The ways in which conjurers weave storytelling into their routines are becoming ever more technically accomplished and theatrical. In Elephant Room, Sobelle explains that “we're dealing with something that's very American, about an ageing magician: a little bit like when you've been chasing down your dreams and time has caught up with you."

Sobelle continues a decade-long collaboration with fellow clown Trey Lyford (joined this year by Steve Cuiffo), to elegise a subtle side of western identity that Sobelle started to explore in Flesh and Blood & Fish and Fowl back in 2010. It reveals one comic and tragically illusory aspect of the American Dream: the demand that you must be calmly resolute to reach your goals, when really the whole pursuit is hectic and random.

“There's three of them up there," explains Sobelle, “which in a magic show is very rare. It's almost like you don't know where to look, although it’s tightly choreographed, and there’s a real feeling of mayhem as they tell you a little too much about their own personal lives."

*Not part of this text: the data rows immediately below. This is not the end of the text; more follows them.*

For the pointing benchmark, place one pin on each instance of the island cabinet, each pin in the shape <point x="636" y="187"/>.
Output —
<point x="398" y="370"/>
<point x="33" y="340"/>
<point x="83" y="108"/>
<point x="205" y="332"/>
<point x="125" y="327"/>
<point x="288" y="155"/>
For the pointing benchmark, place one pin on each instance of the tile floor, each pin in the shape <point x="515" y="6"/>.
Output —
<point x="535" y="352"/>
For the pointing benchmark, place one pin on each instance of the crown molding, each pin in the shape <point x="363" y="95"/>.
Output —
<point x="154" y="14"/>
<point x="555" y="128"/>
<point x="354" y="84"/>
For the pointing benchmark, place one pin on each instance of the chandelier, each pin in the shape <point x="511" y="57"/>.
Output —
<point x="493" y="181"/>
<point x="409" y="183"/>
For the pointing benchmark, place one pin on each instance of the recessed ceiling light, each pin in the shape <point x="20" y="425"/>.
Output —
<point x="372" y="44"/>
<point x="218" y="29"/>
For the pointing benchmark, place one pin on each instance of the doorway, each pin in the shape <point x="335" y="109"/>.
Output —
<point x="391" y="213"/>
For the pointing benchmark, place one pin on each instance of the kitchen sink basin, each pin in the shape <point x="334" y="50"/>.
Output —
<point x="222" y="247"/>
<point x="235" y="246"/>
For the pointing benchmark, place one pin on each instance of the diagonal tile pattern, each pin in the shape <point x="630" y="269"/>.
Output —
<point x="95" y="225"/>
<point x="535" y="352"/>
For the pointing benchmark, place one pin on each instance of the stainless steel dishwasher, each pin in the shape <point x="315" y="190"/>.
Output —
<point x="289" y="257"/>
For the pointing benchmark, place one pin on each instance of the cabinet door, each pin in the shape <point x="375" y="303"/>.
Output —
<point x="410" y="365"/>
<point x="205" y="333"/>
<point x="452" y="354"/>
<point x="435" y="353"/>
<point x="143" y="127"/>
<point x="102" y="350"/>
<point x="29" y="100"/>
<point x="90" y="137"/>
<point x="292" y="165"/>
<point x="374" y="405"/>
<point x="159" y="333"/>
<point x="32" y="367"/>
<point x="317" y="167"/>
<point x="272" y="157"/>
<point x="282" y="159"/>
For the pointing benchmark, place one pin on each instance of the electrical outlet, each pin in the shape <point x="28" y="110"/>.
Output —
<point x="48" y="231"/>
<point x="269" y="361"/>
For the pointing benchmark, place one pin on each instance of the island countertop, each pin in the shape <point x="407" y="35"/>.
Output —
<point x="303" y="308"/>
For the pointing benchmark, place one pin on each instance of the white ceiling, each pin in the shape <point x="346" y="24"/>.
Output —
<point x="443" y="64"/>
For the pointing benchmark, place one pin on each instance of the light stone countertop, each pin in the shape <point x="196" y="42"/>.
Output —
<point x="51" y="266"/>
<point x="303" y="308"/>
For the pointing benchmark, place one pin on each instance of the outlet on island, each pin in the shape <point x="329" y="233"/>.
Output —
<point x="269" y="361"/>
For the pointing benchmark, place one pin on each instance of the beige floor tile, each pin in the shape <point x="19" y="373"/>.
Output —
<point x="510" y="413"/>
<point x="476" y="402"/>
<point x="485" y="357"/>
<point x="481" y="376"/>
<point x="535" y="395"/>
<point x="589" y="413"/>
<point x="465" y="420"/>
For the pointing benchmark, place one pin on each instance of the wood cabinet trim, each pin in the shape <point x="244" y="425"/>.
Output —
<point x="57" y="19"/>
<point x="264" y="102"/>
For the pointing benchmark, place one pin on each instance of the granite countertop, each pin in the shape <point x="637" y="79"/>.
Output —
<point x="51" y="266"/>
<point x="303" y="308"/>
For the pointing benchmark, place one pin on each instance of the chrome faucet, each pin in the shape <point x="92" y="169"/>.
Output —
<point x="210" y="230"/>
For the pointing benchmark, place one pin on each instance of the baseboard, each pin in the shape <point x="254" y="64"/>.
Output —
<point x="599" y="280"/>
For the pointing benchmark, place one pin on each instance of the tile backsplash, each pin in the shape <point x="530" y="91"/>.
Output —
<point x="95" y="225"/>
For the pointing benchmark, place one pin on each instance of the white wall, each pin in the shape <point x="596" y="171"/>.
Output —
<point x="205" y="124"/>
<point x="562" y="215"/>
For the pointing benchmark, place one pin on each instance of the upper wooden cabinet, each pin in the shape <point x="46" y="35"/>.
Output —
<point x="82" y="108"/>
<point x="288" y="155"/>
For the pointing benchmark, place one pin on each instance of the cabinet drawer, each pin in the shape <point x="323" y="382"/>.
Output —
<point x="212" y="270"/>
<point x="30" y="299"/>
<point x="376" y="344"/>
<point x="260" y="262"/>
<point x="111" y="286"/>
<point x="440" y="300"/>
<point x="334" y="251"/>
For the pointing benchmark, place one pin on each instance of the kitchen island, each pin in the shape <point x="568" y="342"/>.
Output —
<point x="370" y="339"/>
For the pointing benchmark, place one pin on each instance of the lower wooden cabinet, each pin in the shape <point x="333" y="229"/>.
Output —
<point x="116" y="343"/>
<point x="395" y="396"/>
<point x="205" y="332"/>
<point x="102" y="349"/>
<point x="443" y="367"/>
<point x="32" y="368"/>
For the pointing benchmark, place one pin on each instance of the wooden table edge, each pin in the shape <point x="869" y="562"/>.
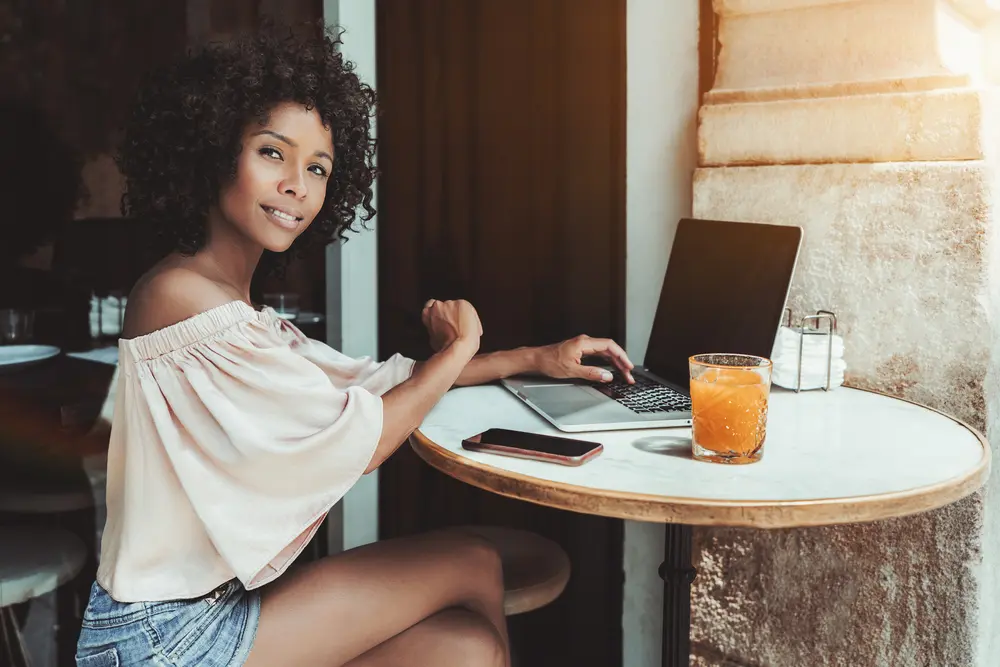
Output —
<point x="700" y="512"/>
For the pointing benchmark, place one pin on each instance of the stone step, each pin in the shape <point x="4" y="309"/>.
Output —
<point x="931" y="125"/>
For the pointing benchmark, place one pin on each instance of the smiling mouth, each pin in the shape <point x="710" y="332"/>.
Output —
<point x="282" y="217"/>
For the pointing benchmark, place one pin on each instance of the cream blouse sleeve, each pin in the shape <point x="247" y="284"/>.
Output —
<point x="265" y="432"/>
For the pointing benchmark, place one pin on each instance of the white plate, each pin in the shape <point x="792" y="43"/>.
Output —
<point x="13" y="356"/>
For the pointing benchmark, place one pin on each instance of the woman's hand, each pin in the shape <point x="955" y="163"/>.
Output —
<point x="564" y="360"/>
<point x="451" y="321"/>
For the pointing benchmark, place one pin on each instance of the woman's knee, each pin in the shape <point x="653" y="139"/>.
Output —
<point x="471" y="639"/>
<point x="478" y="558"/>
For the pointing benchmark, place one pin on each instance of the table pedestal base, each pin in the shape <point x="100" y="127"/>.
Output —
<point x="677" y="574"/>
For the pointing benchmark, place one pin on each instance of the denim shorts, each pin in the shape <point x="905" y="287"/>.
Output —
<point x="216" y="630"/>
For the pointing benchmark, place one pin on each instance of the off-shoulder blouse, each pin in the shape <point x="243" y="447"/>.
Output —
<point x="233" y="436"/>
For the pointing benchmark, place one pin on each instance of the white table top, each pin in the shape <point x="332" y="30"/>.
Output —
<point x="842" y="456"/>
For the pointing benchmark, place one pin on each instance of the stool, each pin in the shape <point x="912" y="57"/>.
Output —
<point x="535" y="569"/>
<point x="59" y="505"/>
<point x="33" y="562"/>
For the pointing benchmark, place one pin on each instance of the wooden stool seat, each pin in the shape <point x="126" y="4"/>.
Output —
<point x="535" y="569"/>
<point x="35" y="561"/>
<point x="20" y="501"/>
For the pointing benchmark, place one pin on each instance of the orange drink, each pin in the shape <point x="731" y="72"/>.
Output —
<point x="729" y="395"/>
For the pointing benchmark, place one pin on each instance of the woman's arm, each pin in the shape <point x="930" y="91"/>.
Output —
<point x="562" y="360"/>
<point x="455" y="326"/>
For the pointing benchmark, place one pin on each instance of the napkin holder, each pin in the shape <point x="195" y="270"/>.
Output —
<point x="815" y="321"/>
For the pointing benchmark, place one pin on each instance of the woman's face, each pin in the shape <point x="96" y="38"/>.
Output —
<point x="281" y="177"/>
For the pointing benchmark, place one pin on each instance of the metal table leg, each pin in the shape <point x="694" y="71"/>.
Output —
<point x="677" y="574"/>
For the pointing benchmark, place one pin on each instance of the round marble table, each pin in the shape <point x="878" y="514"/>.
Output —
<point x="844" y="456"/>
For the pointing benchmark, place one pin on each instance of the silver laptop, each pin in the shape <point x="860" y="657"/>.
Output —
<point x="724" y="291"/>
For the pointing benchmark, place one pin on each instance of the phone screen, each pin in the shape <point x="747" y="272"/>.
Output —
<point x="534" y="442"/>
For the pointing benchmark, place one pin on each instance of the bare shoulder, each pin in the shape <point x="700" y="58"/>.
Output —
<point x="168" y="295"/>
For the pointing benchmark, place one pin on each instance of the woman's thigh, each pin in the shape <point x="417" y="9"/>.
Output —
<point x="454" y="637"/>
<point x="332" y="611"/>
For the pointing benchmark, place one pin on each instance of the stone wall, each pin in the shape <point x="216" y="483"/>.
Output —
<point x="864" y="122"/>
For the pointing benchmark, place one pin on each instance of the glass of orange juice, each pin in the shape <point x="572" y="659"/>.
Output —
<point x="729" y="395"/>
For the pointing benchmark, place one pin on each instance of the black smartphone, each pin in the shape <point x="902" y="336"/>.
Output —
<point x="534" y="446"/>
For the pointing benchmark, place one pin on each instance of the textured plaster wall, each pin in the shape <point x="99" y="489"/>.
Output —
<point x="891" y="173"/>
<point x="900" y="252"/>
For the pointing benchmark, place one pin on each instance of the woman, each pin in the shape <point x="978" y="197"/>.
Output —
<point x="233" y="433"/>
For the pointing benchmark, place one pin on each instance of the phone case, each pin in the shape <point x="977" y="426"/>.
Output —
<point x="475" y="445"/>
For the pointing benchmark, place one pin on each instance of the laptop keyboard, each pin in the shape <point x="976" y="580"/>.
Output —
<point x="645" y="395"/>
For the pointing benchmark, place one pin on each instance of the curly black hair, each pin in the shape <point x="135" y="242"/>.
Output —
<point x="182" y="139"/>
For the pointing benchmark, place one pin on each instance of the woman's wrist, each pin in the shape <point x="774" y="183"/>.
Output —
<point x="465" y="346"/>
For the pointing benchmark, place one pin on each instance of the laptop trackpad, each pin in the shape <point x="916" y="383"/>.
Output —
<point x="563" y="401"/>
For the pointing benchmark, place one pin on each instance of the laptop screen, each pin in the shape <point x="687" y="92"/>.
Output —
<point x="724" y="291"/>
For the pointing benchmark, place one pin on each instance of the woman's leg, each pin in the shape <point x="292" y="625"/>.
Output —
<point x="452" y="637"/>
<point x="342" y="608"/>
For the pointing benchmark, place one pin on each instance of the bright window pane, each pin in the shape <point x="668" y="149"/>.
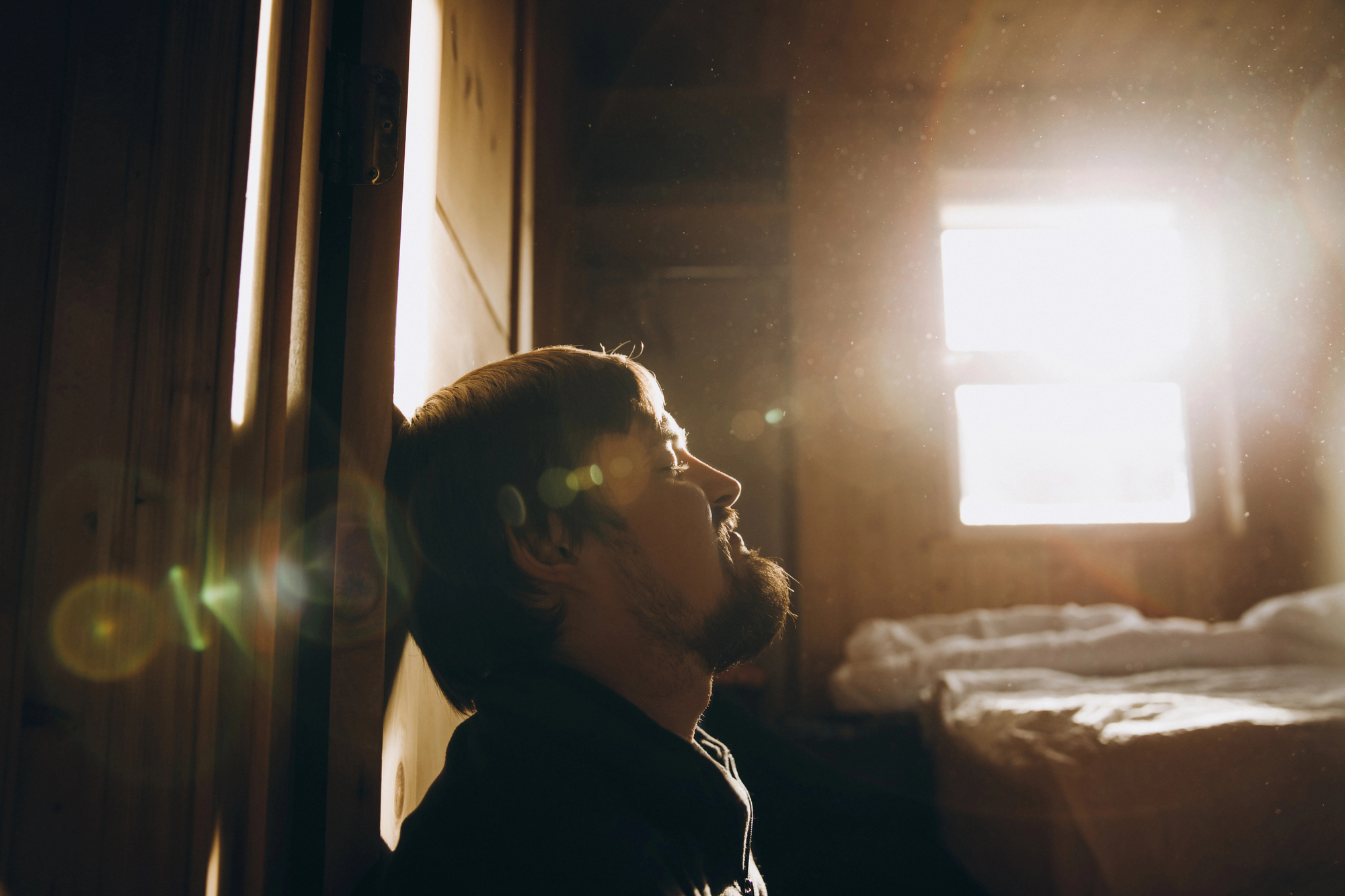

In Sobelle's second show, The Object Lesson, audiences are invited to search far more literally; and in an altogether more immersive and intriguing environment. This is his stage venture: a single-room installation in a space which won’t be shared by any other show at Summerhall. The room is stacked with boxes, "which audiences should be ready to explore," he nudges, and we’re invited to lose ourselves amongst the memories within.

"The piece has no story, no characters, no fiction," Sobelle explains. "It's an installation you’re confronted with that's fully interactive. People have very different reactions to it because ultimately I wanted to make a piece about you, not about me. I see myself as a facilitator in a way, administering an agnostic ritual."

Sobelle was inspired in this venture by American comic George Carlin. "He has this famous routine about our ‘stuff’ and why everyone else's stuff is shit!" laughs Sobelle. But, he says, "there aren't any politics [in the show], nothing didactic; it's actually more human. It's the way objects trigger memories. It's funny to recognise the attachment we have with things and the way objects demark time, unearthing the hidden life of our relationships with them.

"If it's done correctly, the piece is less about when you go to the theatre and say ‘that was such an amazing story’, but more about you and realising the story your own objects tell you about yourself."